Hori J, He B
Department of EECS, University of Illinois at Chicago, 60607, USA.
Ann Biomed Eng. 2001 May;29(5):436-45. doi: 10.1114/1.1366674.
In the present study, spatial filters for inverse estimation of an equivalent dipole layer from the scalp-recorded potentials have been explored for their suitability in achieving high-resolution electroencephalogram (EEG) imaging. The performance of the parametric projection filter (PPF), which we propose to use for high-resolution EEG imaging, has been evaluated by computer simulations in the presence of a priori information on noise. An inhomogeneous three-concentric-sphere head model was used in the present simulation study to represent the head volume conductor. An equivalent dipole layer was used to model brain electric sources and estimated from the scalp potentials. Various noise conditions were simulated and the parametric projection filter was compared with standard regularization procedures such as the truncated singular value decomposition (TSVD) and the Tikhonov regularization (TKNV). The present simulation results suggest that the proposed method performs better than that of commonly used inverse regularization techniques, such as the general inverse using the TSVD and the TKNV, when the correlation between the original source distribution and the noise distribution is low, and performs similarly when the correlation is high. A method for determining the optimum regularization parameter, which can be applied to parametric inverse techniques, has also been developed.
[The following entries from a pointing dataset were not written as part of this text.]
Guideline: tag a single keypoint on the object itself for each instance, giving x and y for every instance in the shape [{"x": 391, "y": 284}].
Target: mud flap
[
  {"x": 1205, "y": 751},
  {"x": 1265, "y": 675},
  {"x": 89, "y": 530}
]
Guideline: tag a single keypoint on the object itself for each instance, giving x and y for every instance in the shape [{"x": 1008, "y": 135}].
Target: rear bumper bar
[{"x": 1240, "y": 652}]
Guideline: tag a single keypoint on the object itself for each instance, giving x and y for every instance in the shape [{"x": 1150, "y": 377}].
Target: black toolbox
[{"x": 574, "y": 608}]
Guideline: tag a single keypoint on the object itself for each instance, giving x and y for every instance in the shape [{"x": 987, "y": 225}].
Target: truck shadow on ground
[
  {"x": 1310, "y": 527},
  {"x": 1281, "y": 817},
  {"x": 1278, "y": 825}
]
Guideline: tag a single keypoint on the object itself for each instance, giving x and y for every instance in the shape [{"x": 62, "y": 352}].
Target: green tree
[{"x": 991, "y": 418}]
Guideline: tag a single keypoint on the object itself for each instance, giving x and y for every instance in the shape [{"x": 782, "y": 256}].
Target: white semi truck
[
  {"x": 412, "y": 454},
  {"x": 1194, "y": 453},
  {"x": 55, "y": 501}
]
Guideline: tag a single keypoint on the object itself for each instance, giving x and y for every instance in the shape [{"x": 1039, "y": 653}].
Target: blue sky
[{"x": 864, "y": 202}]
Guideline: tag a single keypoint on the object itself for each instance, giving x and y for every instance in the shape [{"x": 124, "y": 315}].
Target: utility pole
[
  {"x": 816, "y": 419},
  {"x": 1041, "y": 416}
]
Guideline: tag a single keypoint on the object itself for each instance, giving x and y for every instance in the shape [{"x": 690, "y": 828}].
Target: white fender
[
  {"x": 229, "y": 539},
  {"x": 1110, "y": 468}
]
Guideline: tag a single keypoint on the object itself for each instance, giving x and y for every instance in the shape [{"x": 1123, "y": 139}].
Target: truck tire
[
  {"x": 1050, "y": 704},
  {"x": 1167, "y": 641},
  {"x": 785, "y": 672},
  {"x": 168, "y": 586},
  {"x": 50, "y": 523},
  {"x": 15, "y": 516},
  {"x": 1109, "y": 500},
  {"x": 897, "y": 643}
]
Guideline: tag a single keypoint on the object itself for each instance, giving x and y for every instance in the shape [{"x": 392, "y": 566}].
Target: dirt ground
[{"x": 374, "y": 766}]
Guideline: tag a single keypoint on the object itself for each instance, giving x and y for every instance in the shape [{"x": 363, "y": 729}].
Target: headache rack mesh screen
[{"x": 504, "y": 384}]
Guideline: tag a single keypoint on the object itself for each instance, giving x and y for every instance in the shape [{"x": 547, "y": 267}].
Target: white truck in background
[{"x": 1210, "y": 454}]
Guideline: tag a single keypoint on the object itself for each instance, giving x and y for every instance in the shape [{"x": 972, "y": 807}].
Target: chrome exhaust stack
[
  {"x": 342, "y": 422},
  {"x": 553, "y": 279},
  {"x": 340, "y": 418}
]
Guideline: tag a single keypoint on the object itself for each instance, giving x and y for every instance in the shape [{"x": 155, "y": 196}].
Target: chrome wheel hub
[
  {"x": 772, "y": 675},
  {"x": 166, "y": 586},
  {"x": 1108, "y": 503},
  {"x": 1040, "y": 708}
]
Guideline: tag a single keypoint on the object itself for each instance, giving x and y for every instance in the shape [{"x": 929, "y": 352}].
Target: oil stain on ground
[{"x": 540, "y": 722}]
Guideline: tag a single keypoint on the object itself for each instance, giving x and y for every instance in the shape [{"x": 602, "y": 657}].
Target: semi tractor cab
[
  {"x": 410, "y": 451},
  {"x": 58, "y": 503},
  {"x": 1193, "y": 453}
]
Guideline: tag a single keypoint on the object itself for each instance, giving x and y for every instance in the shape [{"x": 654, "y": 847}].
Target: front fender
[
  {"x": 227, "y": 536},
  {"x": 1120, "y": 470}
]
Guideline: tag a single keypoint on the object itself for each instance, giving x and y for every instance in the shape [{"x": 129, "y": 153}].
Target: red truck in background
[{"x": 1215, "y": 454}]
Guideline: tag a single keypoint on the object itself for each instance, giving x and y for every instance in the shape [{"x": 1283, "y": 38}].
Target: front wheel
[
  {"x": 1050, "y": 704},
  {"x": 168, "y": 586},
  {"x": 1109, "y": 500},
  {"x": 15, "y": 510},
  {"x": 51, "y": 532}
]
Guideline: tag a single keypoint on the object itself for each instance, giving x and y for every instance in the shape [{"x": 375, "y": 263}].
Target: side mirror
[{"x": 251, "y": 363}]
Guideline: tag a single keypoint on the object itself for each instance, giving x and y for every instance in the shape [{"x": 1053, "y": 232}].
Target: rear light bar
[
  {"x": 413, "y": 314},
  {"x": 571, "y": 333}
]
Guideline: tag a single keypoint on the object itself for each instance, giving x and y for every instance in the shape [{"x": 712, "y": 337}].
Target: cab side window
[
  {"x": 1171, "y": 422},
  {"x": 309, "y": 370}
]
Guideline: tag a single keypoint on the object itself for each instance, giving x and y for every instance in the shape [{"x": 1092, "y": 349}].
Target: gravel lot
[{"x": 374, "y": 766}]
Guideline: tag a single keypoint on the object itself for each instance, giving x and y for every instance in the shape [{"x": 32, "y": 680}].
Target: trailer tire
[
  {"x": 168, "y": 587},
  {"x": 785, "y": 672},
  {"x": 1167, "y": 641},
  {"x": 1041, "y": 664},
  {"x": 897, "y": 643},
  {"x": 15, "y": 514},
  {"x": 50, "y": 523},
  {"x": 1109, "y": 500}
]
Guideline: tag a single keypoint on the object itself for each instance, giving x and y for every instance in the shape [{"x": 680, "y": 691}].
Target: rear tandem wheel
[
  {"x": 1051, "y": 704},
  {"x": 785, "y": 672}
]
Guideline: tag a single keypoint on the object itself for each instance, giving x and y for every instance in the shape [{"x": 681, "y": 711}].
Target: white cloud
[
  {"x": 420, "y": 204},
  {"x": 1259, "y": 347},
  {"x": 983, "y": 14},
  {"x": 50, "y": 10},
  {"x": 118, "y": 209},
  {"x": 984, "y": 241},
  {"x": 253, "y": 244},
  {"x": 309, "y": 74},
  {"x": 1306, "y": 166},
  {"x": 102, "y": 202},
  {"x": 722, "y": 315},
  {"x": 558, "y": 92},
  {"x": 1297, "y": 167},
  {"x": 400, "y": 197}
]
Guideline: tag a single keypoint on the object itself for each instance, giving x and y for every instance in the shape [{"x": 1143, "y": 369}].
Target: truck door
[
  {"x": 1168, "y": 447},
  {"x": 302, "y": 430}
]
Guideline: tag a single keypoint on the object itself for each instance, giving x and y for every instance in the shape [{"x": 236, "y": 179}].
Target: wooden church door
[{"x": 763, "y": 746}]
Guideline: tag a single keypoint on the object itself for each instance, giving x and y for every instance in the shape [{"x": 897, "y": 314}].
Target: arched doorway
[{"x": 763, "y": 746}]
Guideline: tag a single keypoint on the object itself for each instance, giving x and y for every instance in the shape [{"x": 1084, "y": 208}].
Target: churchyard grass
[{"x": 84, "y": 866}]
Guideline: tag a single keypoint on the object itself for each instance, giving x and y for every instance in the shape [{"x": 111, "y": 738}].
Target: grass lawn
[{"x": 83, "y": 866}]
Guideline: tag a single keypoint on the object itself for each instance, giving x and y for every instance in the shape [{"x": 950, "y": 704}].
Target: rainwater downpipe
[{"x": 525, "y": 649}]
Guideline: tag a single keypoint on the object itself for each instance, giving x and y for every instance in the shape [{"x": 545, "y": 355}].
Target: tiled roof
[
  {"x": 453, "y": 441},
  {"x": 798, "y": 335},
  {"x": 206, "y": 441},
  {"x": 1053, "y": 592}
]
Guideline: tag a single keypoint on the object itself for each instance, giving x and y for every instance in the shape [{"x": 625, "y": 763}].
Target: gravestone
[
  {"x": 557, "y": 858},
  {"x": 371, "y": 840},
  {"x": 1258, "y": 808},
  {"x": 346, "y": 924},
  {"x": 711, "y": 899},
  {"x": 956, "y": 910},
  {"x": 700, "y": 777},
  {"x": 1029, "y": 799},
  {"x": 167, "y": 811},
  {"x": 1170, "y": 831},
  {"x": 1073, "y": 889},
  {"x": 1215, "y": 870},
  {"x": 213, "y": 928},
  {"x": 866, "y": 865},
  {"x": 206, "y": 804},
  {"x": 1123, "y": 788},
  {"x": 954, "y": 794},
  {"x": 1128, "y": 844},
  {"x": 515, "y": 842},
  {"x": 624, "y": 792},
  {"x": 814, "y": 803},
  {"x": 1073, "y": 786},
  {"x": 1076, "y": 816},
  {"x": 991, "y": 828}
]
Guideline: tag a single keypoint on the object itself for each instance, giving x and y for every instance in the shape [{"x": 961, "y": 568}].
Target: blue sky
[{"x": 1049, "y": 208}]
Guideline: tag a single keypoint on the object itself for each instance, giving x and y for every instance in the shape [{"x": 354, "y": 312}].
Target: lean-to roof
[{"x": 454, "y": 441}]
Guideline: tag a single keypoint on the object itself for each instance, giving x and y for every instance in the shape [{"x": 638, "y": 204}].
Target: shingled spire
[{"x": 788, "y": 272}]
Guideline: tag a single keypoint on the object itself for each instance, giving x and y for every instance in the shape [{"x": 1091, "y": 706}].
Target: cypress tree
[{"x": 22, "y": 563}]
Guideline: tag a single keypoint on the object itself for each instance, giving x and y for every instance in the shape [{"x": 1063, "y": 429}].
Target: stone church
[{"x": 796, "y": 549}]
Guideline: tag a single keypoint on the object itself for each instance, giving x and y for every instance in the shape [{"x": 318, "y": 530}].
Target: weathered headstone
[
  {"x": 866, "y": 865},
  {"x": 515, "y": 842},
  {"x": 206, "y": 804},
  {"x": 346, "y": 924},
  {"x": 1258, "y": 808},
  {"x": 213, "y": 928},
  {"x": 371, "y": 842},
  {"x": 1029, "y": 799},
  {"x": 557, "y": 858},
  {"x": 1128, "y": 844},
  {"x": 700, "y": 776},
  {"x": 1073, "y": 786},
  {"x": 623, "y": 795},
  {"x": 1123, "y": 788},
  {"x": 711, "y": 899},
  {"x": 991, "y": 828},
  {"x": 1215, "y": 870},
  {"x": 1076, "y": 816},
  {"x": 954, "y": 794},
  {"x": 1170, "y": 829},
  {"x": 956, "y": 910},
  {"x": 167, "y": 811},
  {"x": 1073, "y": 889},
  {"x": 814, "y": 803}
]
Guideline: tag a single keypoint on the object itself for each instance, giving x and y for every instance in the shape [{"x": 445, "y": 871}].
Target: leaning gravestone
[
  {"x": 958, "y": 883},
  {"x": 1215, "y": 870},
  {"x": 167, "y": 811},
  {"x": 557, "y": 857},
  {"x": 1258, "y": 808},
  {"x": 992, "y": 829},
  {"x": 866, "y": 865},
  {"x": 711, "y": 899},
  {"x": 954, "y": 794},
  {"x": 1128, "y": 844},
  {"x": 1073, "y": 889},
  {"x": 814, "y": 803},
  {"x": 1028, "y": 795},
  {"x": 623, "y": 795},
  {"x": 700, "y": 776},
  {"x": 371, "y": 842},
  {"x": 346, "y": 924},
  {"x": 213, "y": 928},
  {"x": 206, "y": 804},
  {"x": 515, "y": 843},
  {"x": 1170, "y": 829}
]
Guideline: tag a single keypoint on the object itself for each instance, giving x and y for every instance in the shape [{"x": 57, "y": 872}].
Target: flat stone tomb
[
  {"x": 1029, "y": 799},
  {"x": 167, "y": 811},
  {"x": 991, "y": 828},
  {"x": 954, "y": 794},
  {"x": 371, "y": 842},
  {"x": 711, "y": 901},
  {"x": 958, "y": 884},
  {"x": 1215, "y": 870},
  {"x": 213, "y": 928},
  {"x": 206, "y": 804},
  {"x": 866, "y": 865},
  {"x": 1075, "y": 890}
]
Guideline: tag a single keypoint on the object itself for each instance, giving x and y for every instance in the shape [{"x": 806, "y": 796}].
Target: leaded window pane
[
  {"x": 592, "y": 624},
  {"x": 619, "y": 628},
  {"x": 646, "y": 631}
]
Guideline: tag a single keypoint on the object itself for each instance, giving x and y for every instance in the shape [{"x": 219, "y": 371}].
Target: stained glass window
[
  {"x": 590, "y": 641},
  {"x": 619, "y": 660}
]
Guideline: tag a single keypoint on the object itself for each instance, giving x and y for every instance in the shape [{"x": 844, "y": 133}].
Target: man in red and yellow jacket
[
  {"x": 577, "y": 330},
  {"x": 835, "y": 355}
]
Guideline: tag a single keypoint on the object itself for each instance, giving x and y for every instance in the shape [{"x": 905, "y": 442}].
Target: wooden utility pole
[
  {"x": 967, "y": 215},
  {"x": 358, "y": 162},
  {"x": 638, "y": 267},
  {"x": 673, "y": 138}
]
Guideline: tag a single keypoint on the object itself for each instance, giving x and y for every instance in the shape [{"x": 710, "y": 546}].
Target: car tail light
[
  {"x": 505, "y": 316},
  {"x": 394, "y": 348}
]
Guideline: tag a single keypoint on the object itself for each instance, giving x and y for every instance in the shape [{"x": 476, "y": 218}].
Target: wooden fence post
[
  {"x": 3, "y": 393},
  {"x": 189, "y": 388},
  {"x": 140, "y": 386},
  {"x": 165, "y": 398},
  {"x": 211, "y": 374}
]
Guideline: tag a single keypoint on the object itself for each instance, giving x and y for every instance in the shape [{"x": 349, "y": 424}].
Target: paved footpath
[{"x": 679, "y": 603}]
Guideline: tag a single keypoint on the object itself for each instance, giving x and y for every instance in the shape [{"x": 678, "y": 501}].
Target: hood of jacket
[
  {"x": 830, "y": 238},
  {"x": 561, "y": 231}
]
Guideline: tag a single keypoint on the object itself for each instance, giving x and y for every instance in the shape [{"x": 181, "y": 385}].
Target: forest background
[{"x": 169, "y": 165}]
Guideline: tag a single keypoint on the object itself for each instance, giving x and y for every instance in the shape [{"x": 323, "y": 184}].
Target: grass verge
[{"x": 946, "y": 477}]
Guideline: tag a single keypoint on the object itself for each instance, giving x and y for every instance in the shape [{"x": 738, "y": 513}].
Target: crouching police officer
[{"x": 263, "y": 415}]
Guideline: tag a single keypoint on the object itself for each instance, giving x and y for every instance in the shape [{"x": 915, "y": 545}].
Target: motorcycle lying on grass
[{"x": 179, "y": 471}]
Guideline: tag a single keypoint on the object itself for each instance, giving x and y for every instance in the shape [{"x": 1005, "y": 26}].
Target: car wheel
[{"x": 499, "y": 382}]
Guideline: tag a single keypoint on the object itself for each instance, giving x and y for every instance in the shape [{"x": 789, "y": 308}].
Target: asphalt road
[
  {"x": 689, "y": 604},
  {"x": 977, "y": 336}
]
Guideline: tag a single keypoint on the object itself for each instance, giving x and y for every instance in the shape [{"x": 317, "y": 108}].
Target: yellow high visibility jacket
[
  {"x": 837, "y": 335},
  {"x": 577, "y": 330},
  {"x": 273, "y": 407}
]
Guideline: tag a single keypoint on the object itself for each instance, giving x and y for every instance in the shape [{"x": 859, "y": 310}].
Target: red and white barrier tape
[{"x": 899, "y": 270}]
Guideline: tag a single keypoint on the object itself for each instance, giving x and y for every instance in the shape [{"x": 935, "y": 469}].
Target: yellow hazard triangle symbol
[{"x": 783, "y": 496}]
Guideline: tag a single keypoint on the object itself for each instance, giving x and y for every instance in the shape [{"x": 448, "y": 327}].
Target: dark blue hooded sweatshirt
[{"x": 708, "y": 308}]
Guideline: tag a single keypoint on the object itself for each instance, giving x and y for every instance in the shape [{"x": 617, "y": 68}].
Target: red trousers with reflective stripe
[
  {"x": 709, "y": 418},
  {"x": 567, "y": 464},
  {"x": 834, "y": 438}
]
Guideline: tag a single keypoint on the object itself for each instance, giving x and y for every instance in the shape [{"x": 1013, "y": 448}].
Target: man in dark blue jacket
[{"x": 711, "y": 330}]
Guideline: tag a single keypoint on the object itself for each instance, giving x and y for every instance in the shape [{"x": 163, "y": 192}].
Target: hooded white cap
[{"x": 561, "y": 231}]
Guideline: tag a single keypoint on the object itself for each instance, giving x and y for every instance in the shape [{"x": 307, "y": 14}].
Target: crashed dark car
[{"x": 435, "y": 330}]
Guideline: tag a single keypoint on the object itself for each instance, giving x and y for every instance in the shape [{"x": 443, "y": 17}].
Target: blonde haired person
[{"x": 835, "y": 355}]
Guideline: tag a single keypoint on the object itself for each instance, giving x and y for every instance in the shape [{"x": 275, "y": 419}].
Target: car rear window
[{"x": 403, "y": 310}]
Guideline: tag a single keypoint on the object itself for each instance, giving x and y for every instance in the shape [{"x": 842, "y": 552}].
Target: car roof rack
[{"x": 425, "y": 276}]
在本研究中,已对用于从头皮记录电位反向估计等效偶极子层的空间滤波器在实现高分辨率脑电图(EEG)成像方面的适用性进行了探索。我们提议用于高分辨率EEG成像的参数投影滤波器(PPF)的性能,已在存在噪声先验信息的情况下通过计算机模拟进行了评估。在本模拟研究中,使用了非均匀三同心球头部模型来表示头部容积导体。使用等效偶极子层对脑电源进行建模,并从头皮电位进行估计。模拟了各种噪声条件,并将参数投影滤波器与标准正则化程序(如截断奇异值分解(TSVD)和蒂霍诺夫正则化(TKNV))进行了比较。本模拟结果表明,当原始源分布与噪声分布之间的相关性较低时,所提出的方法比常用的反向正则化技术(如使用TSVD和TKNV的广义逆)表现更好,而当相关性较高时,表现相似。还开发了一种可应用于参数反向技术的确定最佳正则化参数的方法。